我想根据每个日期最大的人数,每个人每个日期观察一次,以使我的df更小。
这是我的df:
names dates quantity
1 tom 2010-02-01 28
3 tom 2010-03-01 7
2 mary 2010-05-01 30
6 tom 2010-06-01 21
4 john 2010-07-01 45
5 mary 2010-07-01 30
8 mary 2010-07-01 28
11 tom 2010-08-01 28
7 john 2010-09-01 28
10 john 2010-09-01 30
9 john 2010-07-01 45
12 mary 2010-11-01 28
13 john 2010-12-01 7
14 john 2010-12-01 14
我首先找到每个人每个日期的最大数量。这可行,但正如您所看到的,如果一个人的数量相等,他们每个日期保留相同数量的obs。

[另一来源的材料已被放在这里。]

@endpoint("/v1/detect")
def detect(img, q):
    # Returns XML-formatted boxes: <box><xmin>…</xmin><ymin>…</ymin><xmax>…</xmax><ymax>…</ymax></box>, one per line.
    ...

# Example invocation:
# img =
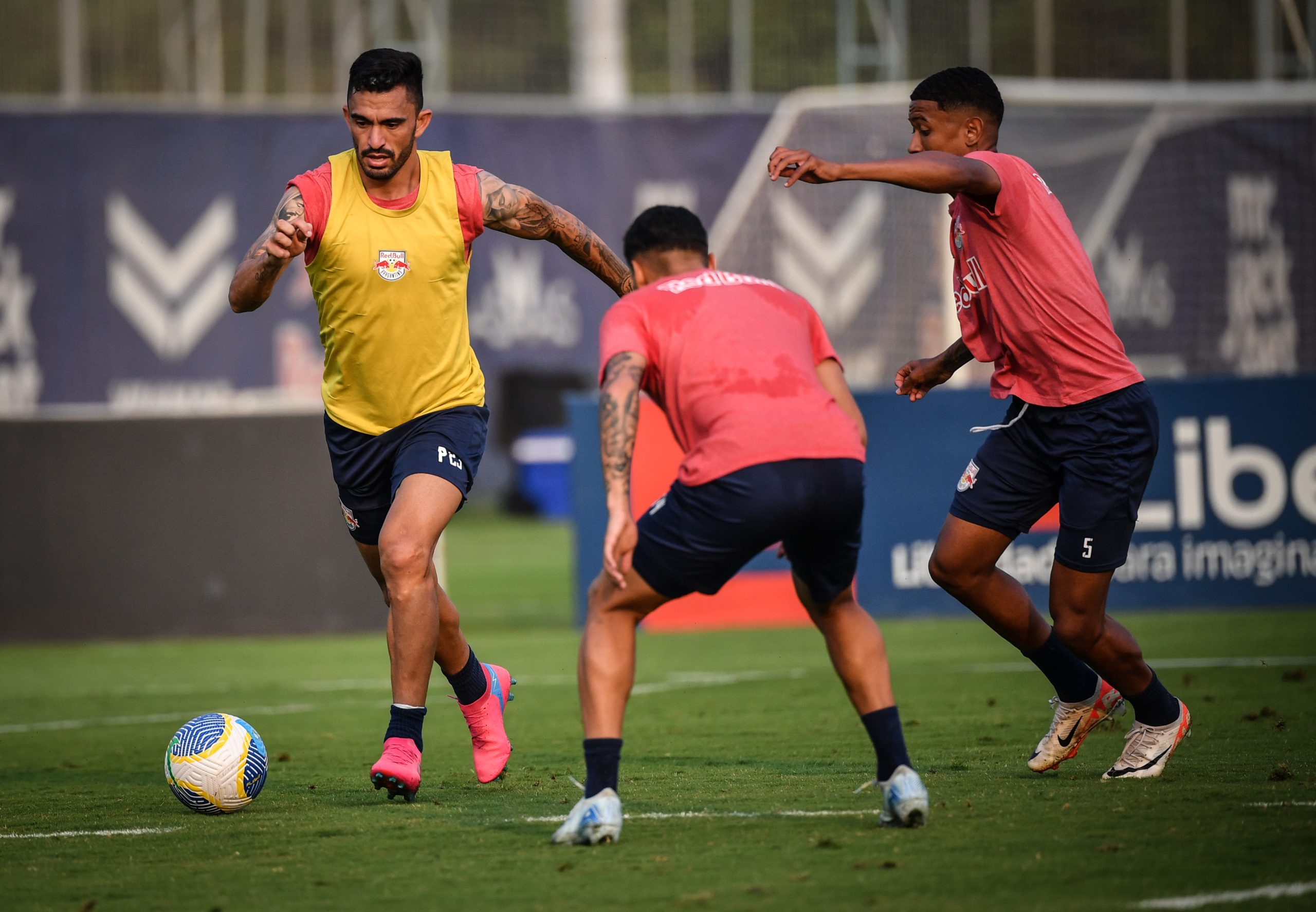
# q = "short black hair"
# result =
<box><xmin>621</xmin><ymin>206</ymin><xmax>708</xmax><ymax>263</ymax></box>
<box><xmin>909</xmin><ymin>67</ymin><xmax>1006</xmax><ymax>126</ymax></box>
<box><xmin>348</xmin><ymin>47</ymin><xmax>425</xmax><ymax>110</ymax></box>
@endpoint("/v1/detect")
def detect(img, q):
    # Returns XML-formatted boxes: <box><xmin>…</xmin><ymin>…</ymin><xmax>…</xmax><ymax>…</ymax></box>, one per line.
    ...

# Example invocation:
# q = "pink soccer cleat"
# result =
<box><xmin>462</xmin><ymin>663</ymin><xmax>516</xmax><ymax>781</ymax></box>
<box><xmin>370</xmin><ymin>738</ymin><xmax>420</xmax><ymax>802</ymax></box>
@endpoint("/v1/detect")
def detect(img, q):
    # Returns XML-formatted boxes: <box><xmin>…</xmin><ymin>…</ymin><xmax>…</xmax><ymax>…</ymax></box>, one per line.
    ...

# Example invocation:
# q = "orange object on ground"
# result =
<box><xmin>630</xmin><ymin>396</ymin><xmax>809</xmax><ymax>630</ymax></box>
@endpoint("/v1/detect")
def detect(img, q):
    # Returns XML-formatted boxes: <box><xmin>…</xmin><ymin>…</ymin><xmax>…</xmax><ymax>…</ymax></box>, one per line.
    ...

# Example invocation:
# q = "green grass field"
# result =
<box><xmin>0</xmin><ymin>516</ymin><xmax>1316</xmax><ymax>910</ymax></box>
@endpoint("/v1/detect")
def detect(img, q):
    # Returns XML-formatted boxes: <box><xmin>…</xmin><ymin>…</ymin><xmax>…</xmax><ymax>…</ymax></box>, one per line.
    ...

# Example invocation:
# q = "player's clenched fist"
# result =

merge(df, aggregate(quantity ~ names+dates, df, max))
names dates quantity
1 john 2010-07-01 45
2 john 2010-07-01 45
3 john 2010-09-01 30
4 john 2010-12-01 14
5 mary 2010-05-01 30
6 mary 2010-07-01 30
7 mary 2010-11-01 28
8 tom 2010-02-01 28
9 tom 2010-03-01 7
10 tom 2010-06-01 21
11 tom 2010-08-01 28
所以,我的下一步将是每个日期采取第一个障碍(假设我已经选择了最大数量)。我无法得到正确的代码。这就是我的尝试:
merge(l, aggregate(names ~ dates, l, FUN=function(z) z[1]))->m ##doesn't get rid of one obs for john
和data.table选项
l[, .SD[1], by=c(names,dates)] ##doesn't work at all
我喜欢聚合和data.table选项,因为它们很快,而df有~100k行。
提前感谢您!
解
我发布得太快 - 道歉!!解决这个问题的一个简单方法就是找到重复项,然后删除它们。例如。,;
merge(df, aggregate(quantity ~ names+dates, df, max))->toy
toy$dup<-duplicated(toy)
toy<-toy[toy$dup!=TRUE,]
这是系统时间
system.time(dt2[, max(new_quan), by = list(hai_dispense_number, date_of_claim)]->method1)
user system elapsed
20.04 0.04 20.07
system.time(aggregate(new_quan ~ hai_dispense_number+date_of_claim, dt2, max)->rpp)
user system elapsed
19.129 0.028 19.148
答案 0 :(得分:2)
我不确定这会为您提供所需的输出,但它肯定会处理“重复的行”:
# Replicating your dataframe
df <- data.frame(names = c("tom", "tom", "mary", "tom", "john", "mary", "mary", "tom", "john", "john", "john", "mary", "john", "john"), dates = c("2010-02-01","2010-03-01", "2010-05-01", "2010-06-01", "2010-07-01", "2010-07-01", "2010-07-01", "2010-08-01", "2010-09-01", "2010-09-01", "2010-07-01", "2010-11-01", "2010-12-01", "2010-12-01"), quantity = c(28,7,30,21,45,30,28,28,28,30,45,28,7,14))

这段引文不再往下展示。